Just days after the FDA approved use of the Pfizer-BioNTech COVID-19 vaccine for emergency use in people ages 16 and older, Pfizer began negotiations with the U.S. federal government to provide 100 million more doses next year. Despite the vaccine put into action for the first time today, markets reacted negatively, as those negotiations seem to be on pause.

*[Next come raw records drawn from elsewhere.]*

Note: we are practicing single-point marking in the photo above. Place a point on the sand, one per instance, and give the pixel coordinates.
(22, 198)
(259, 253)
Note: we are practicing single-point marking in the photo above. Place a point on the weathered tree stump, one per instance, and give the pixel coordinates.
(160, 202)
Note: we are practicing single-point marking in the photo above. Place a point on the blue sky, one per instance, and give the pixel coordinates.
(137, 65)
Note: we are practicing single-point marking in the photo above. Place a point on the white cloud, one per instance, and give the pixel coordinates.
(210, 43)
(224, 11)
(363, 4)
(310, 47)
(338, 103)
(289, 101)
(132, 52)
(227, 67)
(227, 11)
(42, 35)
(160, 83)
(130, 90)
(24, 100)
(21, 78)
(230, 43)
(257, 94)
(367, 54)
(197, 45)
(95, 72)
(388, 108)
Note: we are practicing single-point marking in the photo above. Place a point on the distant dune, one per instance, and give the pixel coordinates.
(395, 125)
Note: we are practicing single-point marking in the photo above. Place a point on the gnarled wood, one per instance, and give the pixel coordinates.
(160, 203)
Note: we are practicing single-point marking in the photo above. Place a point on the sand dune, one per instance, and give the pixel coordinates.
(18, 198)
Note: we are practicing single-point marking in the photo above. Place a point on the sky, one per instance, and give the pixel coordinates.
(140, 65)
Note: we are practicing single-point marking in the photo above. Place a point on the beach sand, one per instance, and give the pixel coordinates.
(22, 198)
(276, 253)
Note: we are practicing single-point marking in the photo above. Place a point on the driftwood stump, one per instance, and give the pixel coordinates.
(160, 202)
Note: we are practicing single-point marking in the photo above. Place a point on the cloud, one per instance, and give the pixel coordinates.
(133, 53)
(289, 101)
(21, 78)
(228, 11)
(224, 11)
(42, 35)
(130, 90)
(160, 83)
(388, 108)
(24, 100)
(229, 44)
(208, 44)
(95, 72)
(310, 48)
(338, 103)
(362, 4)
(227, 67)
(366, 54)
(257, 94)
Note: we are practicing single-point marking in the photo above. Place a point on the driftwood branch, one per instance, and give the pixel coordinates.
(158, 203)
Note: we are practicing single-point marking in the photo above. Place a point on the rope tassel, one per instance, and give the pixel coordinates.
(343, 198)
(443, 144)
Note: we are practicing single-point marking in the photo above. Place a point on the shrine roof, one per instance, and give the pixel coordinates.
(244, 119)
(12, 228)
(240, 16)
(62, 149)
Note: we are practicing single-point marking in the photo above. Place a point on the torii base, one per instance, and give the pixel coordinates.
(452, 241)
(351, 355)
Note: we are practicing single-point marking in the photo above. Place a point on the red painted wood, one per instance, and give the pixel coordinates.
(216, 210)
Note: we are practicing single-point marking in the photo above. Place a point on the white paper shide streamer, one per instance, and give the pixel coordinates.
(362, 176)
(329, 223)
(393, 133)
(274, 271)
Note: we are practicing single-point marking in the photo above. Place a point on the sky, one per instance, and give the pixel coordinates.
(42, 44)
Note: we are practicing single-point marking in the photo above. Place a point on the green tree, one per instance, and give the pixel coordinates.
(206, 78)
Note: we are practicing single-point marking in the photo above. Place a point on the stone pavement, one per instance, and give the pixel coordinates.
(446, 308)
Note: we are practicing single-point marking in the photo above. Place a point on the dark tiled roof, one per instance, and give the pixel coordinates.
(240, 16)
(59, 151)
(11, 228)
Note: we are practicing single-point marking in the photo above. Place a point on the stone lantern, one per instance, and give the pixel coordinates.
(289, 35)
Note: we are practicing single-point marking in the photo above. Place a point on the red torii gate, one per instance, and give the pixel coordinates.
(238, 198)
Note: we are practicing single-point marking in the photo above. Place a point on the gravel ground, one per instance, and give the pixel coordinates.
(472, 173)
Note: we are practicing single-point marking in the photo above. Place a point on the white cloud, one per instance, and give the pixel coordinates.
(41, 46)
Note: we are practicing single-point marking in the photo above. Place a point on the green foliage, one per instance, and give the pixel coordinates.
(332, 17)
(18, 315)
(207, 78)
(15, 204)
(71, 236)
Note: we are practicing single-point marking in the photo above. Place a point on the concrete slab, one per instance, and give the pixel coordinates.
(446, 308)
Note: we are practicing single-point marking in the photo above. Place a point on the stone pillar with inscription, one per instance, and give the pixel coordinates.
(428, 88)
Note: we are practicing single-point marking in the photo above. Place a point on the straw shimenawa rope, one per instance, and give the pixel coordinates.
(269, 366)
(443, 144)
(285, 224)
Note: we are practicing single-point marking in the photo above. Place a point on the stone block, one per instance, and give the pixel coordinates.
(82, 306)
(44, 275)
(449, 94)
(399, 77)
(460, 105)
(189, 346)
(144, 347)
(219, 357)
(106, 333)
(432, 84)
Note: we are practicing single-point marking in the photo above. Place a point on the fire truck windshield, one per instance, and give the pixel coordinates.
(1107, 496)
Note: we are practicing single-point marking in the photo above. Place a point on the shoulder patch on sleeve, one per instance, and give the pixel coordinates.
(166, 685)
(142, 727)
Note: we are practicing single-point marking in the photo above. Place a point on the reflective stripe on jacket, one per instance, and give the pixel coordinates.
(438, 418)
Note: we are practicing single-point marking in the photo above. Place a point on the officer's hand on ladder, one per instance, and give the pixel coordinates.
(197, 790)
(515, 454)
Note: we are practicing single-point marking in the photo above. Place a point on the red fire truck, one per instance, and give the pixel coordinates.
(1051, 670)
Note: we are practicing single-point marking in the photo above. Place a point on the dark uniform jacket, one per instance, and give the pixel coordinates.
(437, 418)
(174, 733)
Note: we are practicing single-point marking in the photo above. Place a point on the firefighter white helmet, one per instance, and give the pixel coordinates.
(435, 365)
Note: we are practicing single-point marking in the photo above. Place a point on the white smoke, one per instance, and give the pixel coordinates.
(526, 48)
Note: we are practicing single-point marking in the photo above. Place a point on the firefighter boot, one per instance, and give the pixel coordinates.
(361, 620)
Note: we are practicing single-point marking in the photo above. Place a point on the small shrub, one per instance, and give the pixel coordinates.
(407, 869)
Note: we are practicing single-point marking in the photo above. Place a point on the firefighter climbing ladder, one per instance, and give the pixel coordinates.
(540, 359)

The first dose of the vaccine was administered Monday morning to a critical care nurse at New York’s Long Island Jewish Medical Center, reports the Washington Post. It is the first of 100 million doses of the vaccine set to be distributed as part of Operation Warp Speed, the government’s plan to quickly and safely get COVID-19 vaccines to Americans, beginning with healthcare workers and others on the coronavirus front lines, as well as those most vulnerable to the virus.
Pfizer CEO Dr. Albert Boula told CNBC’s Squawk Box that Pfizer is now in negotiations to provide another 100 million vaccine doses in 2021. The sticking point in the negotiations? How soon those doses can be delivered.
“The U.S. government has asked us for an additional 100 million doses,” Bourla said in the Squawk Box interview. “We can provide a lot of that in the third quarter, [but] the US government wants it in the second quarter. We are working collaboratively to be able to find a solution and be able to allocate those 100 million doses in the second quarter, or a lot of them.”
Both BioNTech (NASDAQ: BNTX) and Pfizer (NYSE: PFE) stocks started the day up, but lost nearly 20 points and nearly 2 points, respectively, as trading started to wind down on Monday.